Leonhardiverein Grongörgen e.V.

 

In Grongörgen steht eine der qualitätsvollsten Landkirchen der Spätgotik in Niederbayern. Der Name leitet sich von ihrem Patrozinium zu dem mittelalterlichen Kirchenlehrer Papst Gregor dem Großen ab. Das Gotteshaus wurde in den Jahren 1460 - 1472 von den Mönchen des nahe gelegenen Prämonstratenserstiftes St. Salvator erbaut. Es trägt, als große Seltenheit, seine Bauurkunden an der Außenwand der Ostseite und an der Südseite des zweiten Turmgeschosses in Stein gemeißelt. Sehenswert sind auch die Kunstschätze aus verschiedenen Jahrhunderten in seinem Innern, darunter eine ganze Anzahl spätgotischer Glasmalereien und Wandfresken. Die Wallfahrt erfreute sich schon zur Zeit des Kirchenbaues großer Beliebtheit, sodass auch Herzöge von Bayern nach Grongörgen wallfahrteten. Das ursprüngliche Patrozinium wurde um 1720 überlagert durch die Eröffnung einer Wallfahrt zum Hl. Leonhard. Die Tradition wurde nur zweimal unterbrochen, 1805 zur Zeit der Säkularisation und 1936 unter dem Zwang des Nationalsozialismus.

Erst 1971 erfolgte eine Wiedergründung, die bis heute anhält. Stark engagierte Personen waren und sind Josef Kraus sen., Peter Aderbauer (verstorben am 11.12.2015), Josef Niedermeier sen. und zur Zeit Josef Kraus jun. 

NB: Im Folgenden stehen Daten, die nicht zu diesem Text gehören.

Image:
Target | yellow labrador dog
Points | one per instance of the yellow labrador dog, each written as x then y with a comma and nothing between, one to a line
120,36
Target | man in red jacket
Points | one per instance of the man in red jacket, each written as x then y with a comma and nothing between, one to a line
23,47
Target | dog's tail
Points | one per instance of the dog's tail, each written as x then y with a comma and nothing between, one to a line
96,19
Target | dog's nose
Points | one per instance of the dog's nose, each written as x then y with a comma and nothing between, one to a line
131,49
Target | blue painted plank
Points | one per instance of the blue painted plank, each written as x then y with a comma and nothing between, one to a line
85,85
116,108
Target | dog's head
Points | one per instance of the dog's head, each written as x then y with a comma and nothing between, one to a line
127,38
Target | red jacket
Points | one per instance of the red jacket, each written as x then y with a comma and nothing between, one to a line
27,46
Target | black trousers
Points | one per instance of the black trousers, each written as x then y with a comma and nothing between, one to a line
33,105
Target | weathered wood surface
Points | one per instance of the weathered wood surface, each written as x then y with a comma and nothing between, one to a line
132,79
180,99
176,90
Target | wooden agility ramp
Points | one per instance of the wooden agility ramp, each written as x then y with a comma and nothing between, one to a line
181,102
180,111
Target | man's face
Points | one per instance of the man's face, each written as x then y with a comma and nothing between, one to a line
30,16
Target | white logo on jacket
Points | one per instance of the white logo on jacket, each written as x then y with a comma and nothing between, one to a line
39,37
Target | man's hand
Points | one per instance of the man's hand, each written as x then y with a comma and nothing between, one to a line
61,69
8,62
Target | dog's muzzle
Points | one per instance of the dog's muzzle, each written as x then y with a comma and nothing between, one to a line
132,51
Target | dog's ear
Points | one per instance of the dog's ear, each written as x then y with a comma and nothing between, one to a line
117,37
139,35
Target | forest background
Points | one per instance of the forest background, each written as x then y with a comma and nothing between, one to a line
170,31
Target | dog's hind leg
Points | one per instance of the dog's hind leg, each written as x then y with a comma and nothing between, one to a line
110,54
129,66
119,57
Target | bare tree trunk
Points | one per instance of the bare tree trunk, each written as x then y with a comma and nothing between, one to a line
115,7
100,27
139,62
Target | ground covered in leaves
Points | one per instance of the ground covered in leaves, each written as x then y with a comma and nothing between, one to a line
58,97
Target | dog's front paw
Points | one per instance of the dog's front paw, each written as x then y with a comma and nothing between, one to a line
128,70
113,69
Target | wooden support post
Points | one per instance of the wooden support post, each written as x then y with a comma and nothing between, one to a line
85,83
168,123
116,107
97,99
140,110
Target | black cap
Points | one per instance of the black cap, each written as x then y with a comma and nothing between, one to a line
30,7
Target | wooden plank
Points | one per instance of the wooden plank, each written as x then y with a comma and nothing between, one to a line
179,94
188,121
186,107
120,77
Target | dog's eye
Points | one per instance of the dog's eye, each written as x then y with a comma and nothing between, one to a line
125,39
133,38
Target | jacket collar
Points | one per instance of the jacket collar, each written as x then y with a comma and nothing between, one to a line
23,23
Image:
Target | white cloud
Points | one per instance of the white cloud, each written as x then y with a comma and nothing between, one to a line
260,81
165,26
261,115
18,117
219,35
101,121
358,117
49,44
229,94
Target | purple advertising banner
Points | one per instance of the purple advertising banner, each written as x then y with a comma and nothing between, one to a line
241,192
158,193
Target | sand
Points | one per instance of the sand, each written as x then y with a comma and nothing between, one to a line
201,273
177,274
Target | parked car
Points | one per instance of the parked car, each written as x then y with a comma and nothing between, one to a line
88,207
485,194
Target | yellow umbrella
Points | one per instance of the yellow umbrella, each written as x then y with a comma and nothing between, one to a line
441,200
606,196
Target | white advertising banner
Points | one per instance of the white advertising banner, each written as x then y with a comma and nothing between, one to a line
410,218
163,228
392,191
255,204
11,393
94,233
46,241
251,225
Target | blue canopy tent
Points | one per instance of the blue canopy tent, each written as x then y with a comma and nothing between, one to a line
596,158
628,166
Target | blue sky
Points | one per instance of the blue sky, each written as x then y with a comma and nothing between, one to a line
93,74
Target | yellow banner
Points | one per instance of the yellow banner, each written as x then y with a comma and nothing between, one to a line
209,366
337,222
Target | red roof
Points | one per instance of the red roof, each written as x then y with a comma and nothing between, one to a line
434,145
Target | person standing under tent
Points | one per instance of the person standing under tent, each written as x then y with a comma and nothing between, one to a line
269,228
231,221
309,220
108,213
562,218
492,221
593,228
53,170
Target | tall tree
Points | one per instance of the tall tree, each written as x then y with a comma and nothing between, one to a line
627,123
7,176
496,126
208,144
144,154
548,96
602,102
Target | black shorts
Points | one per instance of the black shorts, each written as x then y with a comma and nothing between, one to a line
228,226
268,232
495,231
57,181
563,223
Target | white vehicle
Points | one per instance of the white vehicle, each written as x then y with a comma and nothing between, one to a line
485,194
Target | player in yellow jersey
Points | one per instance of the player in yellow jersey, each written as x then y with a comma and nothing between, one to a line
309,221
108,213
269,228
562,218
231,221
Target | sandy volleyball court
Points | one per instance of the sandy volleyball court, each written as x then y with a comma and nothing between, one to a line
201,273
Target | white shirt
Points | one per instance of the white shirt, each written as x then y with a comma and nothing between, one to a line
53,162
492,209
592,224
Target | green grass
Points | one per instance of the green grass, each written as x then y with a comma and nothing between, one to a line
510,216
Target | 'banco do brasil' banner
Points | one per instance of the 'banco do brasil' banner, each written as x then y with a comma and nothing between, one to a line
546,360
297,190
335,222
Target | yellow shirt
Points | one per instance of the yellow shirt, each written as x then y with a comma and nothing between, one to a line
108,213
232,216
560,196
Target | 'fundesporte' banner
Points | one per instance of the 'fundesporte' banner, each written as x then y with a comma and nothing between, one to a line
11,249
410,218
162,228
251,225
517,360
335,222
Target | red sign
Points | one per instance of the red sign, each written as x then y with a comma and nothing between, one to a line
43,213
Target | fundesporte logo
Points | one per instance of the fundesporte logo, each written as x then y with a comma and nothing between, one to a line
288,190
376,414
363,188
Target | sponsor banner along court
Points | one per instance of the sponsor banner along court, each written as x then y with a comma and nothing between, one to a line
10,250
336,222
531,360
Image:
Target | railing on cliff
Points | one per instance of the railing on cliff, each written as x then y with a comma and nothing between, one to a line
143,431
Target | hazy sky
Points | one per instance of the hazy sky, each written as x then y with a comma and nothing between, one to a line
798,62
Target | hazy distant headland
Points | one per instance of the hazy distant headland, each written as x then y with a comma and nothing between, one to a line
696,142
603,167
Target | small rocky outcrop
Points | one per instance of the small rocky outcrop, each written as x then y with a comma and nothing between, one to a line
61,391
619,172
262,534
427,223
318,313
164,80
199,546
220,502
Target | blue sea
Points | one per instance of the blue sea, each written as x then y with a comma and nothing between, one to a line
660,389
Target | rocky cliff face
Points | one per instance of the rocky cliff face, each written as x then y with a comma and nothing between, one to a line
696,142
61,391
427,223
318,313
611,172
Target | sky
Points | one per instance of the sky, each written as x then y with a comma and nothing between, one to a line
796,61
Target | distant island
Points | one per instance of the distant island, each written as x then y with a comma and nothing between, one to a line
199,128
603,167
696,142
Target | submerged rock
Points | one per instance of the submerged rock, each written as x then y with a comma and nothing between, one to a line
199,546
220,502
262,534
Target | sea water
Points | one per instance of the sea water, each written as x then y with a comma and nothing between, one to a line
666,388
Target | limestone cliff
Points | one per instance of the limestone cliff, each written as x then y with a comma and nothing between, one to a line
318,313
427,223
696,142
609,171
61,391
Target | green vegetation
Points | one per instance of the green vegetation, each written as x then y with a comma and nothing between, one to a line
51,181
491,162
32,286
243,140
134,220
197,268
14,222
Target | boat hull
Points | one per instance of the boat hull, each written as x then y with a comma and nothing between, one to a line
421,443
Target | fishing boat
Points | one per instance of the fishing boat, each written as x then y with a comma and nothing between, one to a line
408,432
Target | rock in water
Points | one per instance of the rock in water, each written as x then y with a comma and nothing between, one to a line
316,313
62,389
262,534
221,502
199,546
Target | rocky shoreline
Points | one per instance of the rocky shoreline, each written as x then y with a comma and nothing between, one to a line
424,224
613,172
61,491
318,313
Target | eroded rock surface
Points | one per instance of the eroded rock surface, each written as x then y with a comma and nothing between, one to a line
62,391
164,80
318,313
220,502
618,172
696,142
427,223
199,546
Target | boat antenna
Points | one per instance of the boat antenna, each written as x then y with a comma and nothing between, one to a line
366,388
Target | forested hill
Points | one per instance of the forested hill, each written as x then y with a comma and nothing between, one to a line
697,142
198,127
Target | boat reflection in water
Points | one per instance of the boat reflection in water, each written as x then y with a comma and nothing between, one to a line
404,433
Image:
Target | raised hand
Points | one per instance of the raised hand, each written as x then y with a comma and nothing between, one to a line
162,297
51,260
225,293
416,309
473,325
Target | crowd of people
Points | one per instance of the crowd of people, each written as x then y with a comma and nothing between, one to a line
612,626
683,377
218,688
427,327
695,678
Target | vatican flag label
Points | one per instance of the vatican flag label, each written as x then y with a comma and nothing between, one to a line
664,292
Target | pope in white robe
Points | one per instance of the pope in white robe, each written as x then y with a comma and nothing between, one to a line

Immer am letzten Wochenende im Oktober findet am Vorabend des Leonhardifestes ein Gedenkgottesdienst mit Lichterprozession für die verstorbenen Mitglieder des Heimatvereins Haarbach sowie des Leonhardivereins Grongörgen zum nahen Oberndorf statt. Am Sonntag wird der Festgottesdienst mit einem hochgestellten Gastzelebranten gefeiert. Anschließend gibt es beim traditionellen Frühschoppen des Heimatvereins Haarbach im Gasthaus Fischer einen Lichtbildervortrag zu einem heimatkundlichen Thema statt.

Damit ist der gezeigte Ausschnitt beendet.